Appellant did not know what school her oldest daughter first attended or how old she was when first enrolled. There is much more in the record.

As to the grandmother, we find such unimpeached testimony as this from a young woman who for a time lived in the grandmother’s home: “The children consider * * * [their grandmother] as their mother; they don’t know any other mother * * * at night she [the grandmother] spends one to two hours with them saying their prayers, reading them stories, taking their baths and getting them ready for bed * * * she is just wonderful to them.” Even the children’s father, now attempting to make some provision for the children, testified that his mother “takes care of the three children better than she took care of her own.” And this is the son about whom the grandmother made an affidavit in support of her attempt .to intervene on behalf of the children in the original divorce action that neither he, her own son, nor her daughter-in-law were proper persons to have the custody. There is no suggestion that this affidavit was prompted by spite or unaccompanied by chagrin and embarrassment that such public criticism had to be made by a woman of her own son.

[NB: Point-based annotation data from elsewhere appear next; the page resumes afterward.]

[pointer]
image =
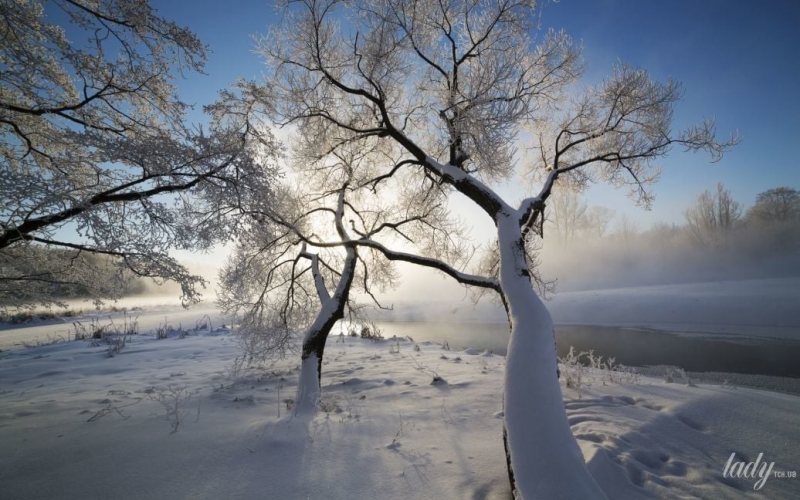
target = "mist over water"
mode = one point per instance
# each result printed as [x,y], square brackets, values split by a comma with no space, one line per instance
[630,347]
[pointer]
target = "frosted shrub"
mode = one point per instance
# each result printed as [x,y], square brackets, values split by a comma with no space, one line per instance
[572,370]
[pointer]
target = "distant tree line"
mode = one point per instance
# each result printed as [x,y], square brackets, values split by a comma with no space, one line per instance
[721,238]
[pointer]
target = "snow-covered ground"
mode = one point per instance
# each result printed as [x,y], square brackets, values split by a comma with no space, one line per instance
[383,429]
[767,308]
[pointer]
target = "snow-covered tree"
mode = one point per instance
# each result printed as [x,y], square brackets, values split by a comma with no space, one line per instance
[96,157]
[776,205]
[713,216]
[299,267]
[444,89]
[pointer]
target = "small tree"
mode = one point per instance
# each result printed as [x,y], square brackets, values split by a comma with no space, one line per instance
[297,267]
[713,216]
[444,89]
[96,157]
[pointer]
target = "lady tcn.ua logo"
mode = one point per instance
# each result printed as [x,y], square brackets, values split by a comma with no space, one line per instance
[751,470]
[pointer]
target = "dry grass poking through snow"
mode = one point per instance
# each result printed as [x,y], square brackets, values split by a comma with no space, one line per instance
[394,421]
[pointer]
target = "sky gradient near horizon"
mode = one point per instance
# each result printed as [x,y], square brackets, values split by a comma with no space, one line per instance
[738,62]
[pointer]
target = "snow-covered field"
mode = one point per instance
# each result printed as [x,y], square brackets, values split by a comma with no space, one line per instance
[767,308]
[383,429]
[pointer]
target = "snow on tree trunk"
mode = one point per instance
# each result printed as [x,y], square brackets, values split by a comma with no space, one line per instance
[544,459]
[309,384]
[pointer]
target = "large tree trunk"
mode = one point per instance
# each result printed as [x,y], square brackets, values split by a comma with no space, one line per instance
[544,459]
[309,384]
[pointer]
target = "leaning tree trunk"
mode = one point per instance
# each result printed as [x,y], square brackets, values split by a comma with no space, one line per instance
[309,384]
[544,459]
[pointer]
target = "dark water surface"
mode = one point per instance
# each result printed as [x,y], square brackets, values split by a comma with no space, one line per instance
[632,347]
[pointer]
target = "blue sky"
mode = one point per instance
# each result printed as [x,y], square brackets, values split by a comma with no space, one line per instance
[738,61]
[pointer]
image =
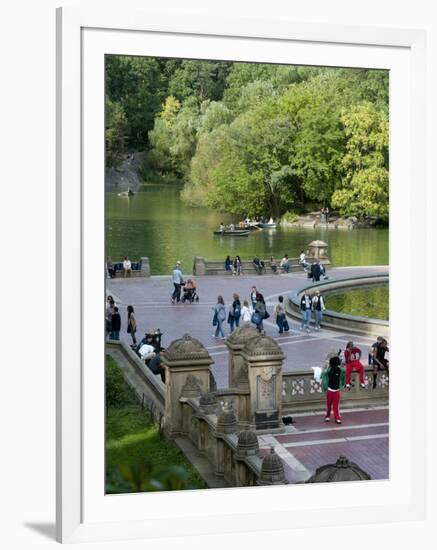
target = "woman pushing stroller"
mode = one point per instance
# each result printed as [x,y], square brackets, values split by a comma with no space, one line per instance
[190,291]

This appellate record is extended with dilatory pleadings, maneuvers, countermaneuvers, irrelevaneies and arguments which could conceal the only question with which we have any concern, namely, did the district court abuse its discretion. When the motion to modify finally came to hearing the district court took two separate days. In the presence of both counsel, he talked privately to the children. He was fully advised.

In addition, the testimony shows that appellant suffers from a chronic although non-contagious lung condition which required her undergoing surgery two months before the birth of the third child. During appellate argument we were informed that appellant was just then in another hospital for further surgery. We sympathize with the natural mother, but our first concern is for these children.

The district judge ordered that the children remain with the only mother in the only home they have ever known. Under the circumstances of this case, that is no abuse of discretion. The judgment is affirmed.

MR. CHIEF JUSTICE HARRISON and MR. JUSTICES ANGSTMAN and ADAIR, concur.

MR. JUSTICE BOTTOMLY concurs in the result but not in all that is said in the majority opinion.